I casually asked dalias to confirm my thoughts. He thinks crtbegin.o belongs to the compiler runtime side rather than libc ("its purely a mechanism for weird language runtimes the compiler supports; libc has no use for it or relation to it").

He also agrees that unifying all 3 crtbegin{,S,T}.o should be possible ("there is no reason for any version but the pic-compatible (S) one to exist. others just make logic of which to link complex for no reason").

(((That could expose some bugs in existing applications depending on bug behaviors, though: I believe glibc still has the bug (or at least an unexpected behavior) that for a -pie -fPIE executable, __cxa_finalizer(main's __dso_handle) is called before __cxa_finalizer(a depending DSO's __dso_handle). Making void *__dso_handle = &__dso_handle for non -pie non -shared builds may reveal some bugs..)))
(((We are better than libgcc here. Its crtbeginT.o doesn't allow clang -static -shared a.c -o a.so why we do! https://bugzilla.redhat.com/show_bug.cgi?id=214465)))

Now I more firmly believe that this patch moves towards the correct direction to make compiler-rt a better replacement of libgcc while also paying back some tech debt. Still LG!

phosek added a comment.Mar 7 2019, 4:14 PM

@joerg is it okay with you if I go ahead and land this?

E5ten added inline comments.Mar 9 2019, 1:24 PM
compiler-rt/lib/crt/CMakeLists.txt
60

This causes a cmake error for me: string sub-command FIND requires 3 or 4 parameters., I guess because one of the 2 variables there are empty, quoting the 2 variables fixes the issue for me.

phosek updated this revision to Diff 190046.Mar 11 2019, 12:56 AM
phosek marked an inline comment as done.
joerg accepted this revision.Mar 11 2019, 2:18 PM

LGTM from my perspective at least.

This revision is now accepted and ready to land.Mar 11 2019, 2:18 PM
brad.king resigned from this revision.Mar 12 2019, 5:36 AM
phillipjohnston marked an inline comment as done.Mar 21 2019, 12:36 PM
phillipjohnston added a subscriber: phillipjohnston.
phillipjohnston added inline comments.
compiler-rt/lib/crt/crtbegin.c
22

Is there an alternative to a zero-length array here?

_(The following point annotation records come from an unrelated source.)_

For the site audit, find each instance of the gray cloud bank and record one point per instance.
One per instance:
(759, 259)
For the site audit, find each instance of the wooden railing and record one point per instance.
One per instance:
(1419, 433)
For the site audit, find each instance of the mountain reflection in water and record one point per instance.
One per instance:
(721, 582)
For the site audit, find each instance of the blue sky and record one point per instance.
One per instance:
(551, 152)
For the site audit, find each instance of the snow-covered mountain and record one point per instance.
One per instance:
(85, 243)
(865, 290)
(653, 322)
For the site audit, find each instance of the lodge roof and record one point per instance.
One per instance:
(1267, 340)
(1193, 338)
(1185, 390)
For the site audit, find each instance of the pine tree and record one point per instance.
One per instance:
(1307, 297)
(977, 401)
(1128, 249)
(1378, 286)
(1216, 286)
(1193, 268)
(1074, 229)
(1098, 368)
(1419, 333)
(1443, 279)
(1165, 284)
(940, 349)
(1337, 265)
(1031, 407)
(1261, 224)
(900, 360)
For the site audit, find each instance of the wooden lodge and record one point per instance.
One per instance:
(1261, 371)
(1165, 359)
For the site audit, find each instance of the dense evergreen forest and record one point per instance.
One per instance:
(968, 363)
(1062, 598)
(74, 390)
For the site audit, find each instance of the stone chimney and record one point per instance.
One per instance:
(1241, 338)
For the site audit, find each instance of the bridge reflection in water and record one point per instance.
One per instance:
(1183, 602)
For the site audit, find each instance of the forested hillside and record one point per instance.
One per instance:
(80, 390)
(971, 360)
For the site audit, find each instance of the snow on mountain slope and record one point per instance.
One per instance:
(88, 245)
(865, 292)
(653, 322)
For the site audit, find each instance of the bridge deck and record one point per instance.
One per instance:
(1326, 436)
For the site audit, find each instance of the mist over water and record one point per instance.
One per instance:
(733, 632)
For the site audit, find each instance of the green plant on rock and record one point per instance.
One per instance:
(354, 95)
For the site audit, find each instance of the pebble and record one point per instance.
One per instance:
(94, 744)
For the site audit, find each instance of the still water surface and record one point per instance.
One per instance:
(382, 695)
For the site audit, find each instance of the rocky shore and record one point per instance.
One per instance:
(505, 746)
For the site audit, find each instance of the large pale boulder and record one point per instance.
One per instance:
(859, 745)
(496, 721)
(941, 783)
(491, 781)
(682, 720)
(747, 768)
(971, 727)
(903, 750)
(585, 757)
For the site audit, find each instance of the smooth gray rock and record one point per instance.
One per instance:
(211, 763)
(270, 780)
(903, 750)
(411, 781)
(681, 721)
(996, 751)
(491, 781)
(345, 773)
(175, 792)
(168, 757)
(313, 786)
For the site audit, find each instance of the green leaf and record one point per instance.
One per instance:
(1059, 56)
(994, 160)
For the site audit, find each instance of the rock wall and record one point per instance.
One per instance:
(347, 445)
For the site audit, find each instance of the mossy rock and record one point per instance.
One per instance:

phosek updated this revision to Diff 193731.Apr 4 2019, 8:44 AM
phosek updated this revision to Diff 193830.Apr 4 2019, 8:34 PM
phosek marked an inline comment as done.
phosek added inline comments.
compiler-rt/lib/crt/crtbegin.c
22

Alternative would be to use assembly but that's less portable and I'm not sure if we would gain anything by doing so.

Looks like this needs to be updated with the new license headers.

phosek updated this revision to Diff 195285.Apr 15 2019, 6:35 PM

Looks like this needs to be updated with the new license headers.

Done

niosHD added a subscriber: niosHD.Apr 18 2019, 8:30 AM
This revision was automatically updated to reflect the committed changes.
thakis added a subscriber: thakis.May 10 2019, 7:10 AM
thakis added inline comments.
compiler-rt/trunk/lib/crt/crtbegin.c
7 ↗(On Diff #197367)

gcc warns about this:

/b/swarming/w/ir/k/src/third_party/llvm/projects/compiler-rt/lib/crt/crtend.c:1:1: warning: C++ style comments are not allowed in ISO C90 [enabled by default]

Could we either use /**/ comments or pass -std=c99 for this file?